I felt relief, though. I felt that.
‘Is that all you think of me?’ she said. ‘After the time we’ve been together, and you just think of me as a whore?’
‘No.’
I thought I’d blown it. I thought she’d get up and walk out. Instead, she was quiet for a long time, her gaze on the table top. I didn’t say anything. I didn’t move. I don’t think I breathed, not even wanting to disturb the air in case she remembered I was there. I wanted her to forget I was there. I was offensive to her, I thought. I was a stupid lump, I thought.
But just when it seemed she was getting up the courage to leave, she looked at me and smiled a bit and said, ‘I’m sorry, Joe. I’m being unfair. It’s just… well, it’s that men often buy something for the girl they’re with, especially when they’ve only just started going out. And… and I thought, maybe you don’t really like me.’
‘I’m here,’ I said.
‘Yes,’ she said, sliding her hand over the table. ‘You are here.’

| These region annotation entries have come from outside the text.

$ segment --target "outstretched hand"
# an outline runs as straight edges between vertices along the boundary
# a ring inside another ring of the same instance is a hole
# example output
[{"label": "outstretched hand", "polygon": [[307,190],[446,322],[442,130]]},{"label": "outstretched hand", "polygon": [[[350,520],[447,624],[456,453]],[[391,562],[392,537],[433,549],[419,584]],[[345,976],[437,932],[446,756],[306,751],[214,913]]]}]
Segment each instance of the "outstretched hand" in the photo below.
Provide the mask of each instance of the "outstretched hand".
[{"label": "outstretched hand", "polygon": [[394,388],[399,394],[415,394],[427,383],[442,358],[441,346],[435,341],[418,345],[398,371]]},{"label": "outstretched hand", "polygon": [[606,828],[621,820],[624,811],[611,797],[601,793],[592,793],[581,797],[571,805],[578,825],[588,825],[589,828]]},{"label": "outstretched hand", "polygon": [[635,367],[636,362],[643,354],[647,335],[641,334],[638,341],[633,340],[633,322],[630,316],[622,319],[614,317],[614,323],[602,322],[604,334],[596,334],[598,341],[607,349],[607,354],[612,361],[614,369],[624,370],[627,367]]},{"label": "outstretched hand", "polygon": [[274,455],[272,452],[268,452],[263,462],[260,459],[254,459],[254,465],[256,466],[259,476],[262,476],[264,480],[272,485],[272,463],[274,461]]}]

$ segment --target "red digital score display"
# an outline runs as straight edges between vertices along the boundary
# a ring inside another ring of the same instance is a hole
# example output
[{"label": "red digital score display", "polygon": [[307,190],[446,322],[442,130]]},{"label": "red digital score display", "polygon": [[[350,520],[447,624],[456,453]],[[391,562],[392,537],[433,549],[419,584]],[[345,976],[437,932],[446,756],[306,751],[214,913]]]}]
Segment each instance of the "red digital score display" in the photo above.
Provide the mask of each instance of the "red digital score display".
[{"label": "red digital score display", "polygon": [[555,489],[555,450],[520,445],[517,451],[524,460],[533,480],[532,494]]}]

It was odd, I thought, that she was so afraid I wasn’t interested in her, that I didn’t want to be with her. I was no catch, I knew that, but it seemed important to her that I like her, wanted to be with her. I didn’t understand it. Not then. Later,
of course, I did.
After a while I told her I had to go out, make a phone call. I ordered her another coffee and told her to wait there. I went to find the geezer who’d had the shoes. He was closing up his stall, as most others were.
‘Gone, mate. Sold.’
‘Haven’t you got another pair?’
‘They’re originals.’
‘Huh?’
‘They’re from the seventies. Retro. They don’t make ‘em no more. I can’t just go out and buy a few pairs. I can only sell what I get, see.’
‘Right.’
I felt a fool, standing there. I didn’t know what the fuck I was doing, running around after a pair of shoes for some bird who’d probably ditch me in a week anyway.
Still, I stayed, looking around the stall for something to buy. The bloke carried on packing his stuff away, glancing at me now and then. Finally, he stopped, looked at me and said, ‘You were here with that black bird. Tall thin girl.’
‘Yeah.’
‘You know, I’ve got a dress, cotton, would fit her to a T. It’s similar to them shoes too.’
So, I bought the cotton dress. It cost me sixty quid. The bloke said that was a bargain.
I gave it to her when I got back. She went all misty eyed and smiled and unwrapped it and held it up and said, ‘Oh, Joe. It’s beautiful.’
I thought she was trying a bit hard.
‘The shoes had gone,’ I said.
‘This is much better. I’ve got a secret place where I can put it.’
I must’ve looked at her a bit odd because she burst out laughing, and whacked me on the arm.
‘Not there, fool,’ she said.
She put a hand over her mouth, as if she’d done something wrong. Then she got a bit flustered for some reason.
‘What secret place?’ I said.
‘Maybe I’ll show you one day.’
After that, things were alright. We had another coffee then we wandered back along the market, which had all shut up by then.
I can’t remember much more about that day. But when I do think of it, mostly I remember that moment when I thought I was just another punter to her, just a mug who had to give her money.